Testing reports

Tue Apr 10 10:23:04 EDT 2012

On Apr 9, 2012, at 10:53 PM, Colin Scott wrote:

> 
> Yes, I accept that one might argue about whether the output is the HTML or the report.  I would incline to the former, on the grounds that if the HTML doesn't change then neither does the report, and if the HTML does then the report might (or might not).  I guess it depends, as you suggest, on how you create the HTML - and in general I don't disagree with anything you say.  I am sure you similarly understand where I am coming from ...  :-)
> 
> If my approach seems simplistic, then it is deliberately so.  I found over many years that it is unhelpful to introduce needless complexities, and that it is always easier to start simple and add the complexities one finds to be necessary, rather than starting complex and then finding that some of the initial complexity is superfluous.  This approach generally gave me more robust results, and got them quicker ...
> 
> Colin
> 
> -------- Original Message --------
> 
> *Subject:* spam,Re: spam,Re: Testing reports
> *From:* Colin Law <clanlaw at googlemail.com>
> *To:* gnucash at double-bars.net, gnucash-user at gnucash.org
> *Date:* Tue, 10 Apr 2012 13:26:49 +0100
> 
> On 10 April 2012 04:32, Colin Scott <gnucash at double-bars.net> wrote:
>> 
>>> Can one not find an html parser that will read the html into a DOM
>>> tree?  Then one could walk the tree comparing the tags, attributes,
>>> and contents with a DOM from a reference page.  That way minor
>>> changes in the html that do not change the resulting displayed page
>>> will be ignored.
>> 
>> I expect you are right, but I've never worked with HTML at that sort of level, so please pardon my ignorance!
>> 
>> Besides, I was making two points.  The first was that one needs to weigh the cost of what one is doing against the benefits.  If it's easy, then maybe it's worth doing - but maybe not, read on!  :-)
>> 
>> The second was that *ANY* change to the HTML output needs to be flagged and checked - if you have something that works, it shouldn't be changed at all unless there is a very good reason makding the change.  If the output changes, and the changed HTML is determined to be correct, then it should become the reference against which future test output is compared.  IMHO one should *NEVER* automatically accept a change in output without it having been thoroughly scrutinised and checked by a human!
> 
> It is a bit of a philosophical point really, but one could argue that
> the output from the software is a report rather than a chunk of html.
> What matters is what the report looks like, and if the Document Object
> Model has not changed then it will look the same whatever the details
> of the underlying html.  Using the DOM allows the test to relate to
> the end result, with tests such as "there should be a paragraph of a
> particular class containing particular text", rather then "there
> should be a string of the form <p class =......".
> I don't know how the html is generated in the code, if it uses an html
> library (or if at some point in the future it used an html library)
> then another issue could be that a newer version of the library might,
> for example, change the order of attributes in a tag.  A DOM based
> test would not care about this but for a text based one it would be a
> disaster.

You guys are forgetting about CSS's affect on the way a particular DOM is rendered.
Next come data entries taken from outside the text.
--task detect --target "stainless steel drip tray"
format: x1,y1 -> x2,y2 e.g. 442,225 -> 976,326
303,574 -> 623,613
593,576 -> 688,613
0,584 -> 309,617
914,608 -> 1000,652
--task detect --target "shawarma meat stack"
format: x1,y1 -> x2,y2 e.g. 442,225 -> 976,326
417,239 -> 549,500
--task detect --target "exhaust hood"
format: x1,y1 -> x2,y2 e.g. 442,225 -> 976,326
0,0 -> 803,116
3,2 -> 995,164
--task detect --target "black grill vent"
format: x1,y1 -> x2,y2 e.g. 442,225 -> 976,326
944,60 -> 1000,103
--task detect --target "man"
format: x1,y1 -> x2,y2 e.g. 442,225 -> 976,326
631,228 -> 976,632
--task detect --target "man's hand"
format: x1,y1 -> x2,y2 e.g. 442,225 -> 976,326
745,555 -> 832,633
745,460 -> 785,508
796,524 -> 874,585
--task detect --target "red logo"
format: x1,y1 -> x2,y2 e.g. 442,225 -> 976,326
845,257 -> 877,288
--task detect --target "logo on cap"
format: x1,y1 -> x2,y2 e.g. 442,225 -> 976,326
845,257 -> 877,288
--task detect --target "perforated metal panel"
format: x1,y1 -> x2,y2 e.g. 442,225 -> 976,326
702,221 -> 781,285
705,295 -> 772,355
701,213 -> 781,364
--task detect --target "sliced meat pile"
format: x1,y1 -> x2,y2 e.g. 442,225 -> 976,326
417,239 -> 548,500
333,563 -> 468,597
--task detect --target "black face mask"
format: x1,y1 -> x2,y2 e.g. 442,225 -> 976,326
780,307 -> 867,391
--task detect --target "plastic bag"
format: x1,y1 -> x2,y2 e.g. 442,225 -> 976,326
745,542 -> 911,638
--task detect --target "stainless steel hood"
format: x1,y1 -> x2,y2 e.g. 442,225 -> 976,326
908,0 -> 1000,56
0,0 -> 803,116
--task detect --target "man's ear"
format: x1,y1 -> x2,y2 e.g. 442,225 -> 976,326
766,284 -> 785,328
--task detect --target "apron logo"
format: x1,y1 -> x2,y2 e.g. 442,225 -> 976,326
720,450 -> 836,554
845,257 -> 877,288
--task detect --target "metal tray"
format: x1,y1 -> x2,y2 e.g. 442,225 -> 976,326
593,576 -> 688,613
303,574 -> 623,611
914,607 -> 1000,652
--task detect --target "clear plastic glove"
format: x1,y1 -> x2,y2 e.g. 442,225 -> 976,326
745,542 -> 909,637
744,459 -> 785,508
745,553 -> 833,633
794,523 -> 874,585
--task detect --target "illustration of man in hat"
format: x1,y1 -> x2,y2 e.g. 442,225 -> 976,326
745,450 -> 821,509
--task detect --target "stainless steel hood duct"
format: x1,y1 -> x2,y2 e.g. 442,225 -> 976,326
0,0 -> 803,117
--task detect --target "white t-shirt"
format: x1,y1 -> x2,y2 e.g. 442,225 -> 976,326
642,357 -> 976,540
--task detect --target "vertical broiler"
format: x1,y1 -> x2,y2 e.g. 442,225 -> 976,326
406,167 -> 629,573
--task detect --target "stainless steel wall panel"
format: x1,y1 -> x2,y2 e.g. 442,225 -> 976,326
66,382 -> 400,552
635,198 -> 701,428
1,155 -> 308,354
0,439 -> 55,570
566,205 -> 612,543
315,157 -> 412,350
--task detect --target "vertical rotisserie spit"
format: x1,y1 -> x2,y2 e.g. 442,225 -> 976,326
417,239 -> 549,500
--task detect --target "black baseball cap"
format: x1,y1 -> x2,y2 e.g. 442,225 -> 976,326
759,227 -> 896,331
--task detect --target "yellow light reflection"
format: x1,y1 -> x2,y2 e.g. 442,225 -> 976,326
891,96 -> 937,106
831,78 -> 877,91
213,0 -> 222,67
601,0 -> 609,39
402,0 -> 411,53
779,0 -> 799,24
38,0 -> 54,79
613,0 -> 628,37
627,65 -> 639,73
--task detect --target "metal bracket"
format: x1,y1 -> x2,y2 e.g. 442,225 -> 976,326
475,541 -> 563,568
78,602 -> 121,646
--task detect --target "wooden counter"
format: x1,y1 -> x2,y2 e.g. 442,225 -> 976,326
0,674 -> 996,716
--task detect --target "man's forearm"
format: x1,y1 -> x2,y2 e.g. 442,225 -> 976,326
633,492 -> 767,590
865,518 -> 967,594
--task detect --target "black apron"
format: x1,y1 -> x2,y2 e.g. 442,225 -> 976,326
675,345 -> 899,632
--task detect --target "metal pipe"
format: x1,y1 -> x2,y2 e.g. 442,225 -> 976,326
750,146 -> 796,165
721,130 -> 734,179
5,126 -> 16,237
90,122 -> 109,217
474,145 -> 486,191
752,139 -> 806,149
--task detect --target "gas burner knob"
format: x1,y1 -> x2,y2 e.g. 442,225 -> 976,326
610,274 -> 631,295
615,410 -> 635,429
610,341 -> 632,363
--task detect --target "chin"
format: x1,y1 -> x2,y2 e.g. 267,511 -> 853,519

That can make a huge difference in appearance. Play around a bit with http://www.csszengarden.com/ to see what I mean (or just for fun, it's an awesome demo!)
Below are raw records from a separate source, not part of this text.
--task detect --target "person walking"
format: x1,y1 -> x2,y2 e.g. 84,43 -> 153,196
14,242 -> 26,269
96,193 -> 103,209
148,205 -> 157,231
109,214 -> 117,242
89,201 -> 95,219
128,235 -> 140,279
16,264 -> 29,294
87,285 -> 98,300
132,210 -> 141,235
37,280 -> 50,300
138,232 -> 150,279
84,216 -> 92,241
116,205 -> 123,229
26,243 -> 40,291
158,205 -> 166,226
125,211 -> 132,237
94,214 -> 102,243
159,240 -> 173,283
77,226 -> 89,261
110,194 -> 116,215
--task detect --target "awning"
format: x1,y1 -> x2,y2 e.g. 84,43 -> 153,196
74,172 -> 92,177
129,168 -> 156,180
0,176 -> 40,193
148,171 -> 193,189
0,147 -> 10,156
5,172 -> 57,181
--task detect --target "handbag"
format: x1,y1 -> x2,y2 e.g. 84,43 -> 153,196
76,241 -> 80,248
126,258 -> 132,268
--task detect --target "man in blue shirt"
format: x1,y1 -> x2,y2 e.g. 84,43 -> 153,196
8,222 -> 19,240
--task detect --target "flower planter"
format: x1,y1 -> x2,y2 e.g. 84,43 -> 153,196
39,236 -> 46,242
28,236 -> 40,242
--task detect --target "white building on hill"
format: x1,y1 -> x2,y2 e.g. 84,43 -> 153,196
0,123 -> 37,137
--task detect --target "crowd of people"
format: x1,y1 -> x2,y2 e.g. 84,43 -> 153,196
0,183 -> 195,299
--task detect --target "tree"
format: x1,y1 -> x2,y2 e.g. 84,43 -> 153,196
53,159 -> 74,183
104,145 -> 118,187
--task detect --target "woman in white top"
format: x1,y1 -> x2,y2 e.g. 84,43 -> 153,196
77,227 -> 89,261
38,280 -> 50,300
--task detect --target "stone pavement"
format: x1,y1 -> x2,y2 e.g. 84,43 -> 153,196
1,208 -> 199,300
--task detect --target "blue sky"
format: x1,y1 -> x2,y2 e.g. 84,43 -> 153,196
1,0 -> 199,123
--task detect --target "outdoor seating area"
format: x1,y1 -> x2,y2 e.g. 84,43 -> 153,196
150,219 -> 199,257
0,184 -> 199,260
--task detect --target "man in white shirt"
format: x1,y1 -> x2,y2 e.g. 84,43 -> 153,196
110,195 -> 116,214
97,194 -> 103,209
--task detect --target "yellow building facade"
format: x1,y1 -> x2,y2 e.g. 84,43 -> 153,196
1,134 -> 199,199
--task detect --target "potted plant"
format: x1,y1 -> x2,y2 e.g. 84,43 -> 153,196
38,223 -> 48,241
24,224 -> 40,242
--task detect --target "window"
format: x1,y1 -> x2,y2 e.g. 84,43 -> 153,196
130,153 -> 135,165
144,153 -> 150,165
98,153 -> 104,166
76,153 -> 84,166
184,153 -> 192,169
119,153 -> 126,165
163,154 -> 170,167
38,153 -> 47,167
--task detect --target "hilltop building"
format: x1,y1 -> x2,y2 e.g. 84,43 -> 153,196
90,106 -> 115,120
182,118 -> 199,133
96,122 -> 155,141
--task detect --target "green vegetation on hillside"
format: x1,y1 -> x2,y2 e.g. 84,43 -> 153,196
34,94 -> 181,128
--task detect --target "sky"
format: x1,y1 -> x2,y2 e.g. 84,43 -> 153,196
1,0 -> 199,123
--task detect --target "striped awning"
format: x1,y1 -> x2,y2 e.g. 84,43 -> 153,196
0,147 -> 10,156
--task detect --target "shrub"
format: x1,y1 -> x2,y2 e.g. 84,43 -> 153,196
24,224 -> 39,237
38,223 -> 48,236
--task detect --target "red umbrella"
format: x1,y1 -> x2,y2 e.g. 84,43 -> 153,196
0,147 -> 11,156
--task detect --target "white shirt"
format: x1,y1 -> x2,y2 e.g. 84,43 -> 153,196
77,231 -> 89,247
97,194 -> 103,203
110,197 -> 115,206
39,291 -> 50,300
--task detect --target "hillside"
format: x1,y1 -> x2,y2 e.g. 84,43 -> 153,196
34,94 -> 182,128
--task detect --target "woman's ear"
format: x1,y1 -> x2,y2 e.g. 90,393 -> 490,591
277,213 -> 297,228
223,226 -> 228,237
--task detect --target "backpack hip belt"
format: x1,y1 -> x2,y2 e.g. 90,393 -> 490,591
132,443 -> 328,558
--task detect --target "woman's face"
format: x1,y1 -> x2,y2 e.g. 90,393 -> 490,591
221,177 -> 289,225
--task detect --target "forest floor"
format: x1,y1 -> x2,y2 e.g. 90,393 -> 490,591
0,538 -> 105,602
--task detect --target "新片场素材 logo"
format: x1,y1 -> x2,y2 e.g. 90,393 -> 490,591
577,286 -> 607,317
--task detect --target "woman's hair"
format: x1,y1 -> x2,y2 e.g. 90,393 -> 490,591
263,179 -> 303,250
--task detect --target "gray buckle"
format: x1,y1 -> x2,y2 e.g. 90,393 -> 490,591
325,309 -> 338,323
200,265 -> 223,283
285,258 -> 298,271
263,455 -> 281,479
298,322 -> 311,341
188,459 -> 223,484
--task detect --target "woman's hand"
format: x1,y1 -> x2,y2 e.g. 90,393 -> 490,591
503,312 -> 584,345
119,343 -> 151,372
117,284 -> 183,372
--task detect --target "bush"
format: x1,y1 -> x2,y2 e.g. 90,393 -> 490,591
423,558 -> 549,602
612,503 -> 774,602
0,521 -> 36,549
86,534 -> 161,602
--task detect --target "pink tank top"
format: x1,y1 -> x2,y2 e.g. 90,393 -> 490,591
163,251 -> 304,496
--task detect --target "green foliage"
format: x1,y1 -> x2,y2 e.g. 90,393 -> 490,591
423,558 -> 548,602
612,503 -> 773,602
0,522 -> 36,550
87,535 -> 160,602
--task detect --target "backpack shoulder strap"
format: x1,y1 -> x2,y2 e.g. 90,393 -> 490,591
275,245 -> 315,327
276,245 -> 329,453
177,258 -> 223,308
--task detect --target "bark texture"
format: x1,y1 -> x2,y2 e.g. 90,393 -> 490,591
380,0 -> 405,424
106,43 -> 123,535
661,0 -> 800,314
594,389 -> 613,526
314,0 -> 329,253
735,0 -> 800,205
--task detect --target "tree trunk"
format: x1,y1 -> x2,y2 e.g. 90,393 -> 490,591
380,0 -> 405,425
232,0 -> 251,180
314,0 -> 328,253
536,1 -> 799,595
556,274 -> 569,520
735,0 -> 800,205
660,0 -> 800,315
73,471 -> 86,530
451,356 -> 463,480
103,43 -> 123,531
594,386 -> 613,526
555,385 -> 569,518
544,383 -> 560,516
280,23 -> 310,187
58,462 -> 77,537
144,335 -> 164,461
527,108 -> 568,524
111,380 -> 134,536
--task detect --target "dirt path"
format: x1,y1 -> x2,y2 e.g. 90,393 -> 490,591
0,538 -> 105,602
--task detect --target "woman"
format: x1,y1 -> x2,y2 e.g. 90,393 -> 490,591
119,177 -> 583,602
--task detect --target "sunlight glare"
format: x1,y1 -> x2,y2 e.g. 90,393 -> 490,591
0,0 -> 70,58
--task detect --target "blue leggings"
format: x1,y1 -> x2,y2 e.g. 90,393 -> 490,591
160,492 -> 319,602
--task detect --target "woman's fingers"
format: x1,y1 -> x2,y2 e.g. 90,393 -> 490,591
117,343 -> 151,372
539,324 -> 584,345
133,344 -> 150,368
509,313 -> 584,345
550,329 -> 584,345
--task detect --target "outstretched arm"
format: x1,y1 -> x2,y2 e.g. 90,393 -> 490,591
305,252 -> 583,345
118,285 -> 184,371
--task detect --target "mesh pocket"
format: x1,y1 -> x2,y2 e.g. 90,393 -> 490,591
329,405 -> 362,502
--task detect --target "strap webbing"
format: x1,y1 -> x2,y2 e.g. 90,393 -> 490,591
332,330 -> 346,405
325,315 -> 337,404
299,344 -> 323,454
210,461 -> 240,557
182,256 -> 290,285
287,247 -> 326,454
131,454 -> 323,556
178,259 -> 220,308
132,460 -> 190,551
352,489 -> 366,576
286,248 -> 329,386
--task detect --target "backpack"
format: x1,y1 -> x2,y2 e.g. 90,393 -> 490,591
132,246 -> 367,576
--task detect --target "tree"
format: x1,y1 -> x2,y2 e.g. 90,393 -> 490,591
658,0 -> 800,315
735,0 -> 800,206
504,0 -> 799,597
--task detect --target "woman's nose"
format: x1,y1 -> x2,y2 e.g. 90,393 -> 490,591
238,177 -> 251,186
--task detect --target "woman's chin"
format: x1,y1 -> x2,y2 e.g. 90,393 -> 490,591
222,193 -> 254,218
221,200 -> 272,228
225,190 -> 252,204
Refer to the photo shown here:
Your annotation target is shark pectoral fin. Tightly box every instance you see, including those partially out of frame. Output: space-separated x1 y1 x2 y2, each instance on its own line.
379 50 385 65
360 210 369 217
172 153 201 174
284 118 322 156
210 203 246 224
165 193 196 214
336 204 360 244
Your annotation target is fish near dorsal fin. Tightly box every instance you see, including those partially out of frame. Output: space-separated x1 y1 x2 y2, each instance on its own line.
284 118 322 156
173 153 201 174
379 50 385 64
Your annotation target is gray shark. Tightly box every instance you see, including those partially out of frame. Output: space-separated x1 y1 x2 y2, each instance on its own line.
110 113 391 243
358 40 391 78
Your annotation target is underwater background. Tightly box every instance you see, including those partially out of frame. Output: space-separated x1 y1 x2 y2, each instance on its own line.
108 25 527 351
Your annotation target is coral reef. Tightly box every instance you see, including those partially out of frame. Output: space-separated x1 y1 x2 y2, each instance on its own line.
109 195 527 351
An easy way to test the HTML without worrying about tag case or extraneous whitespace is to use HTML Diff [1] against a canned comparison document. That will get us close enough for a first order test, I think. Anyone got time to code something up?

The talk about DOM gave me another idea: Since the html generator seems to be outputting XHTML transitional (at least it *says* it is), we can write a strict schema and then validate the output report against the schema. If it validates, it passes.

The HTML generation code is in src/report/report-system, is in Scheme, and appears from cursory inspection to be self-contained (meaning that it doesn't use an external library except for jqplot, which makes the graphs).

Regards,
John Ralls

[1] http://www.aaronsw.com/2002/diff/